The Swansea-born player then stepped down for a stint with Cardiff Central in the Cardiff and District Premier League, whilst also honing her coaching skills that had begun at just 18, and starting a family.

“I like player-coaching and don’t find it difficult to take people on and off court. I would be bored if I was just doing one or other and I think the girls give you more respect if they know you can still perform on court.

“I train with them so it’s easier to understand what they are doing right or wrong when you have been with them in that situation. It’s my first season as Rockets coach and it’s really going well so far.”

The Rockets represent the top level and a focus to aspire to for all the hundreds of girls who train and play within Rhondda Netball – from the ages of five and upwards.

They run two further senior teams – the Rhondda Royals and the Rhondda Ravens – as well as the Rockets U17s.

Players are fast-tracked up the age-groups whenever opportunity arises, in the hope that a conveyer belt of talent can be fed into the Rockets in years to come.

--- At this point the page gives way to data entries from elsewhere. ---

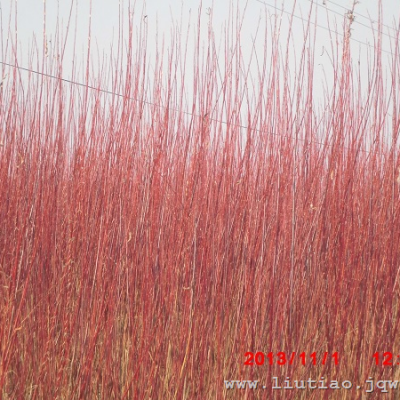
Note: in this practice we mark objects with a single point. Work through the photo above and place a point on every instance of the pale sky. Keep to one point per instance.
(161, 16)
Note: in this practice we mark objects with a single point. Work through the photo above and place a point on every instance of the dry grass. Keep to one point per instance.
(144, 252)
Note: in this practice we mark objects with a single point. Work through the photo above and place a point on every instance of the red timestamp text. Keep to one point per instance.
(386, 359)
(283, 358)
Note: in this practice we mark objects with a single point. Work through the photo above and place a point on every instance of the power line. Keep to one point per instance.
(353, 14)
(362, 16)
(317, 25)
(87, 86)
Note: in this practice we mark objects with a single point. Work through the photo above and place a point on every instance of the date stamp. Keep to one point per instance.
(282, 358)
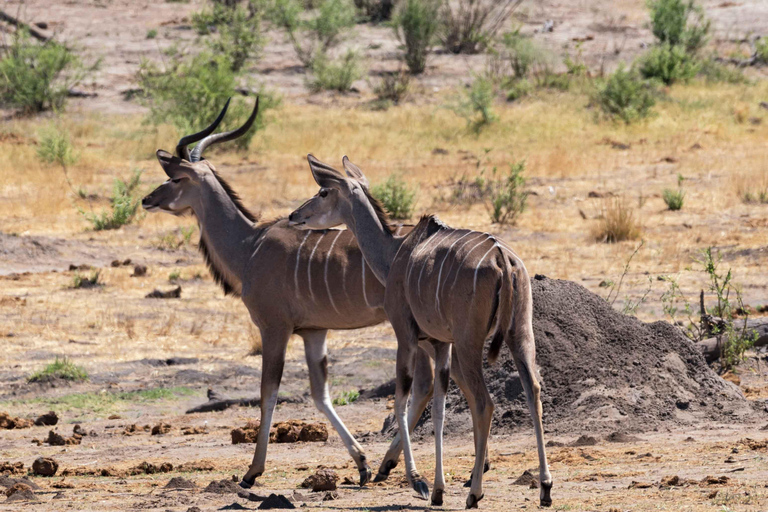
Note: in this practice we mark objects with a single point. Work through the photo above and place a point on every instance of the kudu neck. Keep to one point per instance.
(225, 232)
(376, 241)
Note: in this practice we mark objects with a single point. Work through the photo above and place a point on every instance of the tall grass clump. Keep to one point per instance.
(37, 76)
(124, 203)
(469, 26)
(617, 223)
(397, 197)
(62, 368)
(233, 31)
(189, 92)
(416, 23)
(625, 96)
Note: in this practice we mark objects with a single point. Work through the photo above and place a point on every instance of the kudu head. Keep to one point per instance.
(187, 172)
(338, 196)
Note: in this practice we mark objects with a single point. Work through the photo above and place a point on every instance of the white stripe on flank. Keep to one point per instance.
(458, 270)
(365, 296)
(309, 267)
(325, 277)
(474, 283)
(296, 270)
(439, 274)
(418, 283)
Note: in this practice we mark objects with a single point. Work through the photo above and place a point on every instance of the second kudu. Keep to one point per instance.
(458, 286)
(291, 281)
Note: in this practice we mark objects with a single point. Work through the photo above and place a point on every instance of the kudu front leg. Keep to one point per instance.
(315, 349)
(421, 393)
(274, 342)
(442, 377)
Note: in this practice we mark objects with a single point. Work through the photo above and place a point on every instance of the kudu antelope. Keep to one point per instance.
(454, 286)
(291, 281)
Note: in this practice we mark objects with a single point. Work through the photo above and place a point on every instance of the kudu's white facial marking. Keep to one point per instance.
(325, 276)
(296, 270)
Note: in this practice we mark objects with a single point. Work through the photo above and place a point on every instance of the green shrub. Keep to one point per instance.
(470, 25)
(669, 64)
(673, 198)
(679, 23)
(625, 96)
(189, 93)
(239, 32)
(416, 23)
(396, 196)
(507, 199)
(312, 33)
(36, 77)
(393, 87)
(62, 368)
(123, 205)
(337, 74)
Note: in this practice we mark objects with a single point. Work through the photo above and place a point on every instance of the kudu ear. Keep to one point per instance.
(354, 172)
(325, 175)
(174, 166)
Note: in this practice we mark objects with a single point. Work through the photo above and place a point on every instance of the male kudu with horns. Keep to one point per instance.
(455, 286)
(291, 281)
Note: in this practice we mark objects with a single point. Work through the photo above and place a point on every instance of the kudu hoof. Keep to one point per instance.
(421, 487)
(365, 475)
(545, 498)
(473, 500)
(247, 483)
(384, 470)
(437, 497)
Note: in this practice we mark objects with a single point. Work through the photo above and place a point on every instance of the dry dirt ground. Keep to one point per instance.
(715, 137)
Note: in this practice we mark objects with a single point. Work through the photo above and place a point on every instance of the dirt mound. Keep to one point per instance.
(601, 369)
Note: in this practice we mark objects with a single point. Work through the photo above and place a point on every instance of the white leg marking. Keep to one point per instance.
(474, 283)
(325, 277)
(440, 273)
(481, 242)
(421, 272)
(296, 270)
(365, 296)
(309, 267)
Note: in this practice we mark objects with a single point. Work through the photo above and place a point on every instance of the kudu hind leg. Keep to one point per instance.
(274, 342)
(524, 355)
(421, 393)
(442, 377)
(315, 350)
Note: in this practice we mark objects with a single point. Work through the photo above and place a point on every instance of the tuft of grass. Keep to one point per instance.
(80, 281)
(396, 196)
(346, 398)
(62, 368)
(617, 223)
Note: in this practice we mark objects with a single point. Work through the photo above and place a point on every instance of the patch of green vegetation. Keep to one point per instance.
(346, 398)
(62, 368)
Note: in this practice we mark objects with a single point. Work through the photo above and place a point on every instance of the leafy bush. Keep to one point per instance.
(507, 199)
(673, 198)
(679, 23)
(625, 96)
(123, 205)
(396, 196)
(189, 93)
(393, 87)
(669, 64)
(416, 23)
(617, 223)
(36, 77)
(470, 25)
(62, 368)
(239, 32)
(312, 33)
(337, 74)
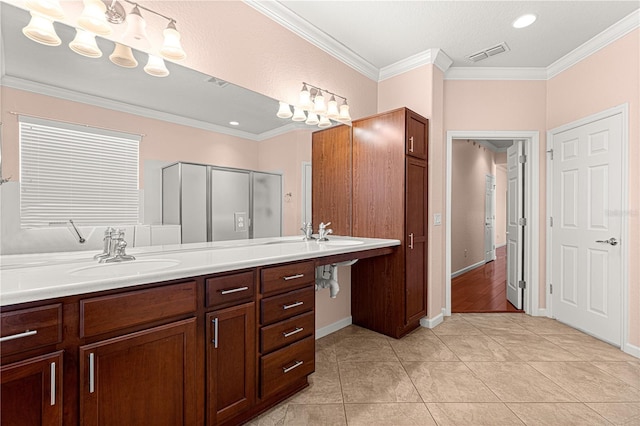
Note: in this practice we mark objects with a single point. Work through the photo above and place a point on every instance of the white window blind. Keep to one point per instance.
(74, 172)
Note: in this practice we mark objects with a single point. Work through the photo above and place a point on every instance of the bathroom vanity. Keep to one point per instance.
(210, 333)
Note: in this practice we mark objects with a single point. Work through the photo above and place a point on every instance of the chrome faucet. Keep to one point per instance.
(323, 231)
(114, 247)
(307, 228)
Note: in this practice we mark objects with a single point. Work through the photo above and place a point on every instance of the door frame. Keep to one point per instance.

“The numbers that have come on board to play netball in the area is incredible,” says Cooke, who was a Wales teammate of long-time current Dragons stars Suzy Drane and Kyra Jones.

“Lots of parents get involved and it has a real community feel. There are participation centres where anyone can get involved.

The Rockets. Pic: Craig Thomas/Replay images.

“Then, I will go around the clubs at the end of the year and pick the girls who have the potential to be in the representative structure.

“The Rockets are at the top and underneath are the U17 Rockets. All the way down the structure, there are age group teams and each one is encouraged to pick a player from below whenever they are short. It shows you can move up a level.”

It’s this kind of rapid promotion that has led to 16-year-old Ashleigh Bourne breaking through into the senior Rockets team and becoming one of their outstanding players this season.

Cooke believes the youngster has the potential to one day play for Wales, but the problem is the lack of natural steps towards that goal.

There are no leagues or tournaments between the best of the local leagues, like the Cardiff Prem, and the Superleague Dragons. It’s like a ladder with all the middle rungs missing.

“We are ticking all the right boxes with Ashleigh, but a conversation needs to be had about her future development,” adds Cooke.

“She has a lot of potential and is one to watch. She has played every game for us this season and done really well.

Ashleigh Bourne of the Rockets. Pic: Craig Thomas/Replay images.

“But in Wales, there is a Superleague club and then the different local leagues around the country sit beneath that. There is no national or even north or south league and I think they’re missing a trick there.

“It means a lot of girls have gone across to the English Premier League – which does offer a national competition – and we’re losing them to Wales.”

For the moment, though, the Rockets are trying to launch the likes of Ashleigh in the right direction.

They beat Ogmore 66-16 last week and two more victories will be enough to make regulars Cooke, Jody Barnes, Jess Sutton, Chelsea Davies, Rachel Davies and Lottie Davies champions, at least, in their own corner of the universe.

* The A470 League complained to Dai Sport that we had been “unprofessional” and “insulting” in naming Georgia Rowe as the Superleague player in the original publication of this article. The article was temporarily removed whilst facts were re-checked. We’re satisfied with the accuracy of the report and have re-published. Dai Sport has offered the A470 League a response, which we would be happy to publish.